Alors qu'il se faisait graduellement à l'idée qu'il allait perdre sa bataille contre le cancer cet été, Jack Layton s'est souvent excusé auprès de ses proches collaborateurs. Le NPD avait fait des pas de géant aux élections du 2 mai, notamment au Québec, et il avait l'impression de laisser tomber ses troupes au moment même où il était possible de rêver au pouvoir la prochaine fois.

Mais il leur a aussi rappelé qu'il y avait encore du boulot à abattre, qu'il ne fallait pas abandonner la cause.

Il s'est excusé plus d'une fois auprès d'Anne McGrath, sa chef de cabinet, après avoir appris de ses médecins, au beau milieu du mois de juillet, trois semaines après la fin de la session parlementaire, qu'il souffrait d'un autre cancer.

«Il gardait espoir et était toujours aussi optimiste que d'habitude. Il croyait tellement dans ce que nous faisions. Il voulait tellement que nous continuions le travail», a confié Anne McGrath à La Presse.
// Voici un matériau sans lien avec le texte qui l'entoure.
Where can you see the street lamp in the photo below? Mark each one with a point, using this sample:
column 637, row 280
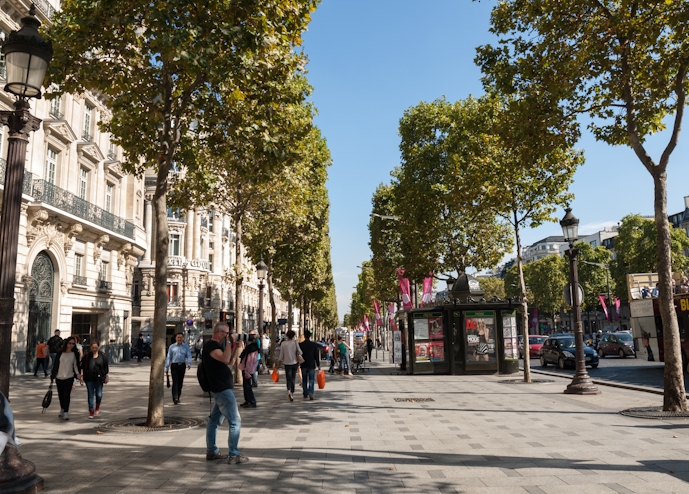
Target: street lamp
column 581, row 382
column 27, row 57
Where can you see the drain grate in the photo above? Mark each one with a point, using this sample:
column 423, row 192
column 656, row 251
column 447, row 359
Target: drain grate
column 653, row 413
column 137, row 425
column 413, row 400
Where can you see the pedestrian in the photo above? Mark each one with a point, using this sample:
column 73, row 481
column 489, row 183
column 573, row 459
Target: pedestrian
column 645, row 341
column 178, row 357
column 140, row 347
column 343, row 352
column 248, row 362
column 65, row 369
column 41, row 358
column 94, row 372
column 54, row 346
column 289, row 355
column 198, row 346
column 310, row 352
column 217, row 357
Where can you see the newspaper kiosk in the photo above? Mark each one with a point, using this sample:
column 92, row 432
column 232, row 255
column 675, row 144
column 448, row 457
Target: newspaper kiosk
column 466, row 335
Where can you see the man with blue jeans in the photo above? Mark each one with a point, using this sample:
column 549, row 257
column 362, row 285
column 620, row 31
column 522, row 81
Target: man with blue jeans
column 310, row 353
column 216, row 358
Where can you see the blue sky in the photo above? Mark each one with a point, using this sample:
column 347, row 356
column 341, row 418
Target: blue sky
column 369, row 60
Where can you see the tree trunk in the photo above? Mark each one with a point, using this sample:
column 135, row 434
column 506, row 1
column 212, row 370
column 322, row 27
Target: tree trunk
column 156, row 389
column 524, row 302
column 674, row 398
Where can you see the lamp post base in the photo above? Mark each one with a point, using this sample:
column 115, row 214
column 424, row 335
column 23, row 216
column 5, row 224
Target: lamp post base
column 582, row 385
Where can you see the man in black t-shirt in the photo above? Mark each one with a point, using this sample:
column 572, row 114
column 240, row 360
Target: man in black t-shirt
column 216, row 358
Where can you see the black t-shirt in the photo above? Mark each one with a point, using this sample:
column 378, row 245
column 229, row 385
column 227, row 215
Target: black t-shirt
column 309, row 351
column 218, row 373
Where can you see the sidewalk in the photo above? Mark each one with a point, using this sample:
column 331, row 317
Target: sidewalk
column 478, row 436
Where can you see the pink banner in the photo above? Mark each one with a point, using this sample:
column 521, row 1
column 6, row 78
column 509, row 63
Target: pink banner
column 404, row 288
column 427, row 290
column 379, row 318
column 605, row 307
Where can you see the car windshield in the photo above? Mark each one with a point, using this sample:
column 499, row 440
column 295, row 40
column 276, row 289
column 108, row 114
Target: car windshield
column 567, row 342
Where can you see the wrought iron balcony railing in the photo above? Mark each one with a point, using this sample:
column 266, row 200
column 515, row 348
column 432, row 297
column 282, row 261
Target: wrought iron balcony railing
column 81, row 280
column 68, row 202
column 28, row 178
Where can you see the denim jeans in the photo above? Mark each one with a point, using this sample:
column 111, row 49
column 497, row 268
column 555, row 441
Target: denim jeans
column 291, row 374
column 225, row 407
column 94, row 388
column 307, row 381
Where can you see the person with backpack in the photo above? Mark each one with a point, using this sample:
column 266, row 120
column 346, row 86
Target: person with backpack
column 94, row 372
column 248, row 362
column 216, row 377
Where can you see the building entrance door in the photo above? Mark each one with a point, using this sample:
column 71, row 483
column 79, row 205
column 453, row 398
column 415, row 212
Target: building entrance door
column 41, row 290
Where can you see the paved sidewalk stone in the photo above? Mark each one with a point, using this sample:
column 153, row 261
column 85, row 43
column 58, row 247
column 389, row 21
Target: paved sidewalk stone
column 479, row 435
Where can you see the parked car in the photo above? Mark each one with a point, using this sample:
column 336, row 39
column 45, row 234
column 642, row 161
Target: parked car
column 560, row 350
column 620, row 343
column 535, row 343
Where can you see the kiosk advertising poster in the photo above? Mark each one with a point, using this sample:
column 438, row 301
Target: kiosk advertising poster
column 480, row 332
column 509, row 333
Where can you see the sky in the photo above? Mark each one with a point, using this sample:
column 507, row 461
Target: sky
column 370, row 60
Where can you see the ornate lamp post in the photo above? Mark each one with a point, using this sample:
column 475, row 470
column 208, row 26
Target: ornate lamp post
column 261, row 273
column 581, row 382
column 27, row 57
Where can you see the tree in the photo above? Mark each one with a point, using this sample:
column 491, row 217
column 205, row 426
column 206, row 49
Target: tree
column 636, row 246
column 493, row 287
column 165, row 70
column 439, row 234
column 622, row 63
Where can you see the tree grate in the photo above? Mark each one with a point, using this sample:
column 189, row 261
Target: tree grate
column 653, row 413
column 138, row 425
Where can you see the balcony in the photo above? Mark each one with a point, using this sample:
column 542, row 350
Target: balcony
column 28, row 178
column 80, row 280
column 66, row 201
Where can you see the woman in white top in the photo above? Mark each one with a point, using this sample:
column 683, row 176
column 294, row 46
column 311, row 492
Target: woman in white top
column 65, row 369
column 289, row 355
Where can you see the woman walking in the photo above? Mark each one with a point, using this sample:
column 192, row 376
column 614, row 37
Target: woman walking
column 94, row 372
column 289, row 355
column 65, row 369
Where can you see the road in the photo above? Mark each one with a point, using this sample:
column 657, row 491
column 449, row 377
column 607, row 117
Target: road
column 633, row 371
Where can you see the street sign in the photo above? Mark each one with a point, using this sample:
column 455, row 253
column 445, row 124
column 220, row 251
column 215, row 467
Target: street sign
column 568, row 293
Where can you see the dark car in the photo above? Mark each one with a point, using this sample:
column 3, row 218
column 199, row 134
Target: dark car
column 620, row 343
column 560, row 350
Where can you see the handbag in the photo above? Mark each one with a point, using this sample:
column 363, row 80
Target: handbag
column 47, row 398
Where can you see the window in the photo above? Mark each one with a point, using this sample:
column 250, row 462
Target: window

«Il m'a souvent dit durant l'été: "Je m'excuse pour ce qui arrive. Je sais que c'est vraiment difficile pour toi. Mais nous avons entrepris ce voyage ensemble il y a longtemps, et il faut continuer. Tu ne peux pas laisser cela t'affecter. Je te demande de continuer le travail." Il avait le regard tourné vers l'avenir même s'il savait que les choses allaient se terminer pour lui.»

Il s'est aussi excusé auprès de Karl Bélanger, son attaché de presse depuis son élection à la tête du NPD, le 23 janvier 2003, parce qu'il n'avait pu lui annoncer en personne, le 21 juillet, qu'il devait mener une autre bataille contre le cancer. Les deux hommes ont discuté de la meilleure façon d'annoncer la nouvelle aux Canadiens lors d'une conférence téléphonique à laquelle a participé Mme McGrath.

«Une voix sexy»

Il s'est excusé une autre fois auprès de M. Bélanger le 25 juillet, jour où ils se sont rencontrés dans un hôtel de Toronto pour annoncer la nouvelle aux Canadiens, parce que sa voix était rauque et moins forte que d'habitude et qu'il était amaigri.

«Il n'était pas certain qu'il était présentable pour les médias. Je lui ai dit: "Écoutez, certains diraient que vous avez une voix sexy, monsieur." Il a ri et il a dit: "D'accord, j'accepte cela." Et on a procédé à la conférence de presse», a raconté mardi M. Bélanger.

Quelques minutes après son annonce, qui a semé la consternation au pays, Jack Layton a reçu un appel. C'était le premier ministre Jean Charest, qui voulait lui souhaiter la meilleure des chances. Jean Charest a bien connu le père de Jack Layton, Bob Layton, qui a été ministre dans le gouvernement conservateur de Brian Mulroney. Il était souvent le premier à appeler le chef du NPD dans les occasions importantes.

Fidèle à son habitude de ne jamais laisser le hasard déterminer le cours des choses, Jack Layton a discuté avec Mme McGrath des éventualités auxquelles on pouvait désormais s'attendre. Trois possibilités ont été évoquées en toute franchise: le retour de M. Layton aux Communes plus tard que le 19 septembre, son retrait de la vie politique si la maladie l'exigeait, et sa mort.

Si le pire se produisait, il tenait à livrer un dernier message aux Canadiens. «Il était très clair durant tout l'été qu'il voulait dire quelques mots aux Canadiens, qu'il ne voulait pas disparaître sans dire un mot», a dit Mme McGrath.

La lettre a été rédigée samedi après-midi au domicile de M. Layton, à Toronto, après quatre heures de discussions avec sa femme, Olivia Chow, également députée aux Communes, ainsi que Mme McGrath et Brian Topp, président du NPD.

«Avec beaucoup d'amour, Jack»

Jack Layton est mort entouré de ses proches lundi matin à 4h45. Le destin a voulu que Karl Bélanger, qui devait fêter ce jour-là son deuxième anniversaire de mariage, n'ait pu dire adieu de vive voix à son patron.

Il a reçu un dernier courriel de lui la semaine dernière: «Nous avons accompli beaucoup de choses ensemble, mon cher ami. Encore tellement à faire. Et ne les laisse jamais te dire que ça ne peut pas être fait. Avec beaucoup d'amour, Jack.»

«Jack Layton était le même homme devant et derrière les caméras. Il était le même dans les corridors du parlement ou dans la rue. C'est ce qui a fait de lui un politicien si attachant. Il était près des gens, et les gens le lui rendaient bien», a dit M. Bélanger.